A couple of years ago we bought a new DELL P1800 server with SBS2003 pre installed. It has been running well.
We have a separate Mailserver box running alongside.
On the SBS2003 box, Exchange is part of the system. I have never used it but would like to now as the licence for our mailserver program is about to expire.
Can anyone guide me to setting up Exchange on SBS2003 or point me to a web page or book. I bought one for Exchange Server but it appears to be radically different to the Exchange on SBS.
Any help here greatfully acknowledged.
Cheers
HAL.


----------



## ChemicalAfinity (May 5, 2006)

from my experience SBS server canot host email, but just download them from a pop server, the only way i can think of doing it is to install a 3rd party piece of software on the SBS server and configure the SBS exchange to access the 3rd party piece of software.


----------



## HAL_9000 (May 10, 2008)

ChemicalAfinity said:


> from my experience SBS server canot host email, but just download them from a pop server, the only way i can think of doing it is to install a 3rd party piece of software on the SBS server and configure the SBS exchange to access the 3rd party piece of software.


Thanks for that. I got a bit worried by all the error messages initially seen in event logs but managed to stop anything to do with exchange. I didn't get any manuals about SBS but found a couple of good books. Sadly they don't mention the exchange bit and as I said the exchange server appears to be a different beast. Oh well, I'll have to keep the other box running.


----------



## djaburg (May 15, 2008)

ChemicalAfinity said:


> from my experience SBS server canot host email, but just download them from a pop server, the only way i can think of doing it is to install a 3rd party piece of software on the SBS server and configure the SBS exchange to access the 3rd party piece of software.
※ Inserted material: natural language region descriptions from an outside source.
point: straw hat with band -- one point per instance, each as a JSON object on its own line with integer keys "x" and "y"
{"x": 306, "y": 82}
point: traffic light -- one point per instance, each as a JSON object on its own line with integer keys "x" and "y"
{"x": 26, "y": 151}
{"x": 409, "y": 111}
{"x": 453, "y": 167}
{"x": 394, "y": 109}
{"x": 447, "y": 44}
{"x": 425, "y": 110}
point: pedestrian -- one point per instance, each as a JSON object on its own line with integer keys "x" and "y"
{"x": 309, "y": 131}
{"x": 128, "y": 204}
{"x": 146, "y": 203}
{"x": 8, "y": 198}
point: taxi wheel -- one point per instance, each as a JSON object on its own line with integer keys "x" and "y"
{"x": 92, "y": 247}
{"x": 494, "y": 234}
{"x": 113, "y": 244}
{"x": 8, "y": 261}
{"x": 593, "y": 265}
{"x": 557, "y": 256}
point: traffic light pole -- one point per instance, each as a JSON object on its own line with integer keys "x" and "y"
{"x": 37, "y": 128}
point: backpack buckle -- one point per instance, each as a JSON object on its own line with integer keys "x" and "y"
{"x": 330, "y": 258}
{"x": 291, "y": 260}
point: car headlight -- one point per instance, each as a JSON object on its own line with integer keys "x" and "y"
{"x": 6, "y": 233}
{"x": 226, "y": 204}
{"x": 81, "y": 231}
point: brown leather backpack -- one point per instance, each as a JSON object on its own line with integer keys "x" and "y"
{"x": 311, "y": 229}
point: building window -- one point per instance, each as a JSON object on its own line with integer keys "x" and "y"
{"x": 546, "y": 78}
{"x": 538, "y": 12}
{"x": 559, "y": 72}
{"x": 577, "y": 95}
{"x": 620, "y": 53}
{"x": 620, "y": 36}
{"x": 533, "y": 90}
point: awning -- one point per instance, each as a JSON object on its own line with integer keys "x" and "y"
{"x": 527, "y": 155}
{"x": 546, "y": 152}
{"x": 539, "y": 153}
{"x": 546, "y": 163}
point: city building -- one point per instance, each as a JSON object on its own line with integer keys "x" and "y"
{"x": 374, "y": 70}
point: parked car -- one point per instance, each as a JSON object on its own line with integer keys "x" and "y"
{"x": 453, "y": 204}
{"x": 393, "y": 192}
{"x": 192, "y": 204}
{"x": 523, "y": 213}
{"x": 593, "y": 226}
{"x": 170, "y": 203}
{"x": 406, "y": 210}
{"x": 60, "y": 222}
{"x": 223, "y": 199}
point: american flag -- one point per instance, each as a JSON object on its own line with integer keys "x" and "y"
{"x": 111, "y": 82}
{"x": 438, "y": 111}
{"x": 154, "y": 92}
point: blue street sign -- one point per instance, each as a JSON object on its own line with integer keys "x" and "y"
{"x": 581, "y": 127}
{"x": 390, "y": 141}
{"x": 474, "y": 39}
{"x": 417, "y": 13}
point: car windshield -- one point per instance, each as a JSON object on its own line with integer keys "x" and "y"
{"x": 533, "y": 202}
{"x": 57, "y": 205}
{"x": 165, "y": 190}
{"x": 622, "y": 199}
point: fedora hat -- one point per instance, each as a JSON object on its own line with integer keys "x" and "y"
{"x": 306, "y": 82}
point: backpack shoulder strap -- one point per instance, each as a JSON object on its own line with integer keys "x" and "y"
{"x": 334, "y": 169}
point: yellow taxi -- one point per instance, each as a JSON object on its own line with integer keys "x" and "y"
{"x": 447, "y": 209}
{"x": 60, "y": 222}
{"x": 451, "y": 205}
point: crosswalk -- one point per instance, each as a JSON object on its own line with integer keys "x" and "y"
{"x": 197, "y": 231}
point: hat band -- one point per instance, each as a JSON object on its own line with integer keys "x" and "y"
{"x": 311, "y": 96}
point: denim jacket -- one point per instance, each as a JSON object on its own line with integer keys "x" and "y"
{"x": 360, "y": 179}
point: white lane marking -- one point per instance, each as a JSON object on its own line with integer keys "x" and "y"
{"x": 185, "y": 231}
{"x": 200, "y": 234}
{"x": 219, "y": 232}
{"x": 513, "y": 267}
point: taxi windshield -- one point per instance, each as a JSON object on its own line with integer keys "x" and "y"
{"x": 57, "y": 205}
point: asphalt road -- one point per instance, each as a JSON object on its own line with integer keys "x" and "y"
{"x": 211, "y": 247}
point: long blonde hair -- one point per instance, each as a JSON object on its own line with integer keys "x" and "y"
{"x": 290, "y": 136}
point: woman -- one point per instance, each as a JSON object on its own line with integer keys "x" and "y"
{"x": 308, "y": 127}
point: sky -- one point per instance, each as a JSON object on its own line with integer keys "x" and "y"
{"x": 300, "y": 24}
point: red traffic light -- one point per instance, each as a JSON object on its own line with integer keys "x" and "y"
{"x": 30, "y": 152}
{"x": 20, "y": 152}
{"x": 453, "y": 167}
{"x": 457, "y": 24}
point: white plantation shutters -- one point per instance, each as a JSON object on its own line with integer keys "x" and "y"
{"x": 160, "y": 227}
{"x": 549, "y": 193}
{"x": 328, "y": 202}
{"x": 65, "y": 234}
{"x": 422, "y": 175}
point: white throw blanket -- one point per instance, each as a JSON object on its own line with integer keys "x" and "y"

That is incorrect. SBS CAN easily host your e-mail without using the POP3 connector and is specifically designed to do so. The easiest way to configure your e-mail is to use the internet and e-mail wizard on the server and it will allow you to configure your internet connection as well as your e-mail server. You must make sure you're using a real domain name that's pointed to your IP address. 

The simple version of what you need to do is this:

Contact your web host and see if they can change the MX (Mail Exchange) record for your domain name to point to your IP address of your internet connection.

If they can, run through the above mentioned wizard and use the domain name that you currently use for your e-mail.

Configure your firewall to allow connectivity on port 25 and 110 and you can use SSL to make things more secure.

If any of this seems a bit confusing then perhaps it would be a good idea to have a local computer service provider come in a set things up correctly or at least advise you on what to do in more detail.


----------